Fonderie d’aluminium
Une journée dans Dakar avec Oumar, Mouhamed et Thomas, qui nous ont rejoint sur le projet. Thomas, codeur-informaticien-linguiste, nous vient de Paris pour les deux dernières semaines de la phase de lancement de Jokko[FabLab] à Dakar… et prendre la suite d’Aurélien et Arnaud, rentrés à Paris pour reprendre leurs projets à l’ENSCI. Oumar et Mouhamed sont tous deux informaticiens / développeurs, et membres du réseau de JokkoLabs. Intéressés par le projet, ils ont accepté de jouer le jeu de la «FabLab exploration» avec nous pour les jours à venir.

Au programme: recueillir des infos et des témoignages (photos/vidéos) pour construire un carto des ressources et des compétences autour du DIY électronique à Dakar. Cet outil de travail pour le FabLab pourrait être pérennisé dans la suite du projet.
Première exploration du côté de la récupération d’aluminium. Nous commençons par sillonner un marché où l’on vend des marmites et des passoires typiquement ouest-africaines. Les artisans les reçoivent moulées brutes et les travaillent pour obtenir une surface relativement lisse. On vend également divers objets en tôle (lampes, brûleurs, réchauds, grilles…), en canette (tire-lires, boîtes, cendriers…) et en alu moulé (ustensiles de cuisine, plats, passoires, couvercles, marmites allant jusqu’à 50L)…
Puis on se rend dans la zone de Colobane où l’on fond l’aluminium. En bordure de l’autoroute, les boutiques de vente, où l’on trouve de tout, des outils de bricolage au matériel électronique. Derrière, le quartier est un gigantesque atelier de métal.
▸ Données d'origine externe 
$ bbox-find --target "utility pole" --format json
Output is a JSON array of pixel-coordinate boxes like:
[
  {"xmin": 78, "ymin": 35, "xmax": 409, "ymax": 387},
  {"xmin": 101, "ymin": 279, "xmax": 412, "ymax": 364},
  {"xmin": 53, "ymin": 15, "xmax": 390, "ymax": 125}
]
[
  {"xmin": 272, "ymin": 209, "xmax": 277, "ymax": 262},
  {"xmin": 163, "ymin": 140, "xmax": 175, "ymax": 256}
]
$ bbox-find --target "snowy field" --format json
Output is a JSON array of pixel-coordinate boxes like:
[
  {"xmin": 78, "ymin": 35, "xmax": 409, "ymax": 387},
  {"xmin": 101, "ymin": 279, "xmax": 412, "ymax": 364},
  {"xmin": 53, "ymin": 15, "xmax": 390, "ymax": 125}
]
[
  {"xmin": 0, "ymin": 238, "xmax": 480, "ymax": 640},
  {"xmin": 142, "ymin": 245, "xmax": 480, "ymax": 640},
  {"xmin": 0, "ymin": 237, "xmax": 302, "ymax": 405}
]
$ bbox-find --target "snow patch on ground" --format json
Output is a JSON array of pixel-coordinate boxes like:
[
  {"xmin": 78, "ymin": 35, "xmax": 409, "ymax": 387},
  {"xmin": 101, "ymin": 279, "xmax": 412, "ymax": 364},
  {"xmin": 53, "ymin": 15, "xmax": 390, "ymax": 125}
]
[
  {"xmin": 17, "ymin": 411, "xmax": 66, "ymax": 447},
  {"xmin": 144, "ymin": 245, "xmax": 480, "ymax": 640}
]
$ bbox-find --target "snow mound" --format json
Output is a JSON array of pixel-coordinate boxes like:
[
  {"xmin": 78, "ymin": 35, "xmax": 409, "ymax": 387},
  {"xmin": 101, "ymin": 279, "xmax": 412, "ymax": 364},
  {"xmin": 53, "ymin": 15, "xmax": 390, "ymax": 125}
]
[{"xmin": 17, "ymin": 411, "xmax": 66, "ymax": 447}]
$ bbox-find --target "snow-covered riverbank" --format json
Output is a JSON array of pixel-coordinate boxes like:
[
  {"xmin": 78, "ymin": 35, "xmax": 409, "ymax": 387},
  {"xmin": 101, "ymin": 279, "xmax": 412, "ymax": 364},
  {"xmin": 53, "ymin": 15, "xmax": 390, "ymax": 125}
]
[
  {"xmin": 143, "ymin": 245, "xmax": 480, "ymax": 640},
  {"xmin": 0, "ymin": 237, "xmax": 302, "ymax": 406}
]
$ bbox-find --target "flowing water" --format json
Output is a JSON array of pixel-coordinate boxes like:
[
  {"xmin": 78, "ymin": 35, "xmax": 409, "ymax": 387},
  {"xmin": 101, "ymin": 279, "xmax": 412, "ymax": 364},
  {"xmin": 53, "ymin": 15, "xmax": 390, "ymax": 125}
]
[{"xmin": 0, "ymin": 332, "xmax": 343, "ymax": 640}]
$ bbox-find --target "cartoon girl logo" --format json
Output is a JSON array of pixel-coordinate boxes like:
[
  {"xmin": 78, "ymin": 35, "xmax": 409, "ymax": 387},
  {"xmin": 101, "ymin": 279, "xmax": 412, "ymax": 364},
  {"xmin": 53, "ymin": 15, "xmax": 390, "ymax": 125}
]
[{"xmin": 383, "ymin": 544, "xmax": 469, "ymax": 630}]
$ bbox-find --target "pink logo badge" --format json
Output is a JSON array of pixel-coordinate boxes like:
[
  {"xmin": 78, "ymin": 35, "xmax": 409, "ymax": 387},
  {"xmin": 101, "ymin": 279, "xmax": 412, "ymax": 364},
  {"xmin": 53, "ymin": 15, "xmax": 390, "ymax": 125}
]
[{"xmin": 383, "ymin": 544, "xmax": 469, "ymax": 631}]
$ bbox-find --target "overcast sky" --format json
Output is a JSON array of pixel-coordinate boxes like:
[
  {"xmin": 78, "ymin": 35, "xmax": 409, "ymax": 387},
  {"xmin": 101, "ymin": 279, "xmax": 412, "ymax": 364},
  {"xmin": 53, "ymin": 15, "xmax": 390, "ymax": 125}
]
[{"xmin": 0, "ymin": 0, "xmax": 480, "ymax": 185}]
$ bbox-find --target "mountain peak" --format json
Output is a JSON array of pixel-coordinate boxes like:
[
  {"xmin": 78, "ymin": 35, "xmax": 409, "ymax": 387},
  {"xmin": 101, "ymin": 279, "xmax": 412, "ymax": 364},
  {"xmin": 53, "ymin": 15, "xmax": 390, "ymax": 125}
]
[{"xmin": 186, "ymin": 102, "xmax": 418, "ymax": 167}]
Prise de contact avec Abou Karim, fondeur, qui pour commencernous rit au nez: les ONG, les associations, les gens qui veulent se renseigner… il en a déjà vu. Visage de français oblige. Il nous invite cependant à faire un tour dans son atelier, et au final nous passons la moitié de la journée avec lui. Abou Karim emploie une dizaine de jeunes dans sa fonderie d’aluminium. Les conditions de travail sont pénibles (chaleur extrême) et risquées (pas d’équipement de protection et possibilité de projection de métal en fusion à tout moment…!), et le rythme de travail est très intense: soit 75kg d’alu fondu par jour pour une centaine de marmites, qui sont ensuite vendues sur les marchés dakarois, ou envoyées dans les villages grâce à des complices sur place.
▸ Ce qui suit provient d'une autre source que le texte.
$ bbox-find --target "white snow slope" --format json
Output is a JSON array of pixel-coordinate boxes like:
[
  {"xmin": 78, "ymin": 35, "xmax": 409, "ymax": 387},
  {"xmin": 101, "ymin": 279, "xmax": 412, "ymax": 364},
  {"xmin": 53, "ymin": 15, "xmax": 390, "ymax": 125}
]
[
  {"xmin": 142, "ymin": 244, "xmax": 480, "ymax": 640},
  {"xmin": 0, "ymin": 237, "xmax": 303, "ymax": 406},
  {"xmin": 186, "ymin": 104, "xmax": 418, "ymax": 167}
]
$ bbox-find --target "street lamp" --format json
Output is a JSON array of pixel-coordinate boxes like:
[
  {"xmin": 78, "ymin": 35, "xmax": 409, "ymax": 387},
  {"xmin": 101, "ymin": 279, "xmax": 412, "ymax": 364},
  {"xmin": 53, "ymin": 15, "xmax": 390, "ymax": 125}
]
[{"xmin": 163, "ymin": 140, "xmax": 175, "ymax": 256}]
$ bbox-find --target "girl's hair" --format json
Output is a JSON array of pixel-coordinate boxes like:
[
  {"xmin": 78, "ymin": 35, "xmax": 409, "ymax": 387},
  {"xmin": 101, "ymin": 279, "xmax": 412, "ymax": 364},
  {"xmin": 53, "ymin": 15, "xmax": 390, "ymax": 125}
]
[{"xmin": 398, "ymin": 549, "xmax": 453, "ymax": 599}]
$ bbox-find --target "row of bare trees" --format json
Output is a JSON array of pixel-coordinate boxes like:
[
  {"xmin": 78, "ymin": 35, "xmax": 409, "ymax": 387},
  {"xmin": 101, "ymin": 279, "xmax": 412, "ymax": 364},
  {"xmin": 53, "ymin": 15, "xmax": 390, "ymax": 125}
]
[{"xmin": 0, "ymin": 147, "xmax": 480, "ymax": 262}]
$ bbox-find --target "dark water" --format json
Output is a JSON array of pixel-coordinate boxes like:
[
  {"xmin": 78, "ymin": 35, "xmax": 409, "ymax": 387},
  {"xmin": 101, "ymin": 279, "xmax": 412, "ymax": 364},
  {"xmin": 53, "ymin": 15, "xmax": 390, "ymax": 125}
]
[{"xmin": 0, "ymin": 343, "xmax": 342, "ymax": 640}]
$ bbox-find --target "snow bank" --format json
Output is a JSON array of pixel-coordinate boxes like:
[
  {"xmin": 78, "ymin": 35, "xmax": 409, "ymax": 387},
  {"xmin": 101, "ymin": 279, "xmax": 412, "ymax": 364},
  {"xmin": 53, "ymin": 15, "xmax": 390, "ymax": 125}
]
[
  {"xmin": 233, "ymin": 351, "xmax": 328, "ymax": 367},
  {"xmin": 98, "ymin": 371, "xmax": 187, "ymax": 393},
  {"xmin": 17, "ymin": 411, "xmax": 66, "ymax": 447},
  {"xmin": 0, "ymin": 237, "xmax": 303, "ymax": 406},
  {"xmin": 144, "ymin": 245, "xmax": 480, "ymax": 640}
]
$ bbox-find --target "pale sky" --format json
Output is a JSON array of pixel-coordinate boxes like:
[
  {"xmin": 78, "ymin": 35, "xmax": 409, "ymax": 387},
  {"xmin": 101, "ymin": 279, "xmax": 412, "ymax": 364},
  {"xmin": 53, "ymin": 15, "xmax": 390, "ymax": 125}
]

Abou Karim a 20 ans de métier, il a commencé le métier de fondeur en tant qu’apprenti à 12 ans. Le principe est simple: il achète des sacs de pièces en aluminium récupérées (objet usagés, déchets, pièces de chantier…), les fond et moule de nouvelles pièces, la plupart du temps des ustensiles de cuisine, mais aussi des pièces de moteur, ou à peu près tout ce qu’on veut «… du moment qu’on amène le moule». Il nous confie que le cours actuel du métal est mis à mal par le marché de la récupération à destination de l’Inde ou de la Chine. Ces importateurs (dont nous croisons les conteneurs dans le quartier) achètent le métal plus cher que les «recycleurs» locaux.
Nous suivons le travail de l’aluminium étape par étape: tri des déchets métaliques, puis fusion pendant de longues heures, confection de moules au sol en argile et en sable. Puis moulage d’une trentaine de pièces, cela trois ou quatre fois par jour.